From another viewpoint, from the back of the file. It's a incremental zip file (not compressed in one go), with the garbage bytes (the "overwritten") bytes in the zipfile updates forming a valid JFIF file.
When did resumable BBS download protocols become a thing? ZMODEM at least was widely used by the early '90s.
Edit: Tried it, and got it to work. The zip command on Linux has a -A option that will fix the offset headers after you cat an mp3 and a zip file together. Just "cat file.mp3 file.zip > newfile.mp3;zip -A newfile.mp3" and you're done.
I did notice that some mp3 file upload sites reprocess the mp3 file and strip out the extra bits. Some don't though.
Here's a Bach mp3 that you can play online: https://instaud.io/2RLM
But, if you download it, via the buttons on the page, you'll see it's also a valid zip file containing a jpg meme of bach.
I had a school friend that used 7" records as frisbees and made 12" records into plant pot holders. This was fine until he started doing this with my prized records.
It is the same here, there is a disconnect going on, a lack of appreciation for Shakespeare which is more than mere 'classic literature', it is an education.
PoC||GTFO indeed. TLAs are not helpful.
There is nothing new in hiding text in images, in fact I do this for myself to see if images can do better in Google SEO, and if indexed images can be searched for by unique phrases hidden in the binary as well as the EXIF data. I do this with the permission of the owner of the images and I don't blindly take images or text for this that others might consider sacred.
I think that Shakespeare 'himself' would have been okay with having his complete works stuffed into a tweet as 'he' did steal most of his stories from elsewhere.
Joint Photographic Experts Group -> Joint Photographic Group
No experts to be found here! :P
So I honestly don't get why people still use them.
Extensions that particularly annoy me are:
yml instead of yaml
jpg instead of jpeg
htm instead of html
Not sure why'd you'd say "objectively" when it's clearly not, the hint being the word "ugly."
I can certainly appreciate the limitation of "extensions will always be three characters". In fact, I wasn't exposed to extensions habitually longer than that until I did iOS dev. "Main.storyboard" "Model.xcdatamodeld" So if we're going to talk about ugly, I'd start there. ;)
xcdatamodeld is definitely ugly (though main.storyboard is ok in my personal opinion) and I'm sure there will be other examples where file extensions have been taken too far.
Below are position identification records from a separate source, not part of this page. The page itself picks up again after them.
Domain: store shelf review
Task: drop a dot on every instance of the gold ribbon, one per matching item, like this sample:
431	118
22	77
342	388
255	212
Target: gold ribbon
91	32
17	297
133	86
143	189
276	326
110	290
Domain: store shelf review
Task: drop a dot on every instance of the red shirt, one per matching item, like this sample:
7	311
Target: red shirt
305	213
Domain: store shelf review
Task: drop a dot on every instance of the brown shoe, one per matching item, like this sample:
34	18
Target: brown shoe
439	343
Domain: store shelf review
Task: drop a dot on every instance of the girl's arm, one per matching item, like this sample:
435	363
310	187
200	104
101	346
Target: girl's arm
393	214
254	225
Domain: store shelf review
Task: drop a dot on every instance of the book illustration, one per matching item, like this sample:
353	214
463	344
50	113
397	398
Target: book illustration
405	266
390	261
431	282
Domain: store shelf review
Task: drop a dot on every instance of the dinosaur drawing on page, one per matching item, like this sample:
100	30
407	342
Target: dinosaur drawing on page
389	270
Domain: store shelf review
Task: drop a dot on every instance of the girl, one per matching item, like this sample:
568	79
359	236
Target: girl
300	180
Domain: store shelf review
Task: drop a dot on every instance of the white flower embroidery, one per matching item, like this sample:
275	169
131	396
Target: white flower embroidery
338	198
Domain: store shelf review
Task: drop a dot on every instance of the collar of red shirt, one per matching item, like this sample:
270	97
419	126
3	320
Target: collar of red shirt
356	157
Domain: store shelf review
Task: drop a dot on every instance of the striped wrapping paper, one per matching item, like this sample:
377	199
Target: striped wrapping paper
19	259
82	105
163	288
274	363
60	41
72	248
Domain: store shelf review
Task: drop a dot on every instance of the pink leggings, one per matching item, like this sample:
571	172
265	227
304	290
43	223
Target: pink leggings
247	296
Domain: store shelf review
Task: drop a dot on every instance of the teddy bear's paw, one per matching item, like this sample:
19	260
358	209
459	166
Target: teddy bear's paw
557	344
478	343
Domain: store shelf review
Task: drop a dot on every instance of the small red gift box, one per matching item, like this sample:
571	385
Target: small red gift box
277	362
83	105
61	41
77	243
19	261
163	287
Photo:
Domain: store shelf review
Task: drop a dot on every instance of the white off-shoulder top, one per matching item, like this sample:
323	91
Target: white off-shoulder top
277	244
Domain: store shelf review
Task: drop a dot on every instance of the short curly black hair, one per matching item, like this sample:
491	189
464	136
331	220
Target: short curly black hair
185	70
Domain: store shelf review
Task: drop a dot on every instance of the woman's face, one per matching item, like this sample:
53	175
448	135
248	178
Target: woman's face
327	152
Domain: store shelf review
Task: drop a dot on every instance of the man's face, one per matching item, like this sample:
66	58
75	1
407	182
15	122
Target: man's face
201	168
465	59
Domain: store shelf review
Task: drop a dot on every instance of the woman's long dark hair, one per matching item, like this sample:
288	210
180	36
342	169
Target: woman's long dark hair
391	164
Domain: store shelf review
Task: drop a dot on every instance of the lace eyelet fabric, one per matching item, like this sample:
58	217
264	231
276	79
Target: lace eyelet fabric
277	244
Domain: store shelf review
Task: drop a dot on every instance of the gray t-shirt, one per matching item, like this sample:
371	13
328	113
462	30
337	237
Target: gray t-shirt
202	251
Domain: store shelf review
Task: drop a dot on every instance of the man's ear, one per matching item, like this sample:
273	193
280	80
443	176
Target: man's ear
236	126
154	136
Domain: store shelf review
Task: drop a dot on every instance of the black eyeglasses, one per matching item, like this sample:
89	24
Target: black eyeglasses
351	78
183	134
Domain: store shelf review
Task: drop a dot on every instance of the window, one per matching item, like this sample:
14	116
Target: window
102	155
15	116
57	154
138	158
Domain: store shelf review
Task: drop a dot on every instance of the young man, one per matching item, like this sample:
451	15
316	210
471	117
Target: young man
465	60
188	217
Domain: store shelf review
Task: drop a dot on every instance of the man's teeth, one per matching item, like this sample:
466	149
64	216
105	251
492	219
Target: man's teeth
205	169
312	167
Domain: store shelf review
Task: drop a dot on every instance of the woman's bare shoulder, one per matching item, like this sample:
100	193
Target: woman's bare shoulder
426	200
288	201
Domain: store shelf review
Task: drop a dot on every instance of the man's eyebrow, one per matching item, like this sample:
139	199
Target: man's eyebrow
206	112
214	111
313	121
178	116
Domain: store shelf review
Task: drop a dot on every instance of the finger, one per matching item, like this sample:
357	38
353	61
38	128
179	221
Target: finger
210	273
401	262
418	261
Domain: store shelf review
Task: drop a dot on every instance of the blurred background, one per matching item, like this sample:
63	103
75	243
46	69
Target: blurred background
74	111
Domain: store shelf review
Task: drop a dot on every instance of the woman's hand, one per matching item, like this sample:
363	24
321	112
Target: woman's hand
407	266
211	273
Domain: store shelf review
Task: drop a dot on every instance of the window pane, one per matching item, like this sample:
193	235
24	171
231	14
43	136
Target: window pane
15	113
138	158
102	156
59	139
I think if one wants to use long extensions then the extension needs to at least be readable at a glance (eg xcdatamodeld is ugly to read - even if you switched it the other way around, xcdatamodeld.model would still be unpleasant). So I'd argue that xcdatamodeld is more of an example of a poor naming convention than a problem with longer extensions (I say this with no experience of iOS development, however I see the same problem quite as acutely in the other languages and platforms I've developed on).
It should also be noted that my argument was really more focused on people who shorten already short 4 character acronyms - just for the purpose of making it 3 letters (eg the yaml and html examples I gave).
The 3 character file extension is much older than FAT32. It was part of the original FAT that was created nearly 20 years earlier, and later part of FAT12 and FAT16. But it predated all that in various other microcomputer DOS, as well as minicomputer systems going back into the 60s.
I didn't think it was quite as old as the 60s though? CP/M and FAT are mid-to-late 70s. VMS was around the same time too, or maybe slightly earlier. What else stored the extension as a separate meta-property to the file name?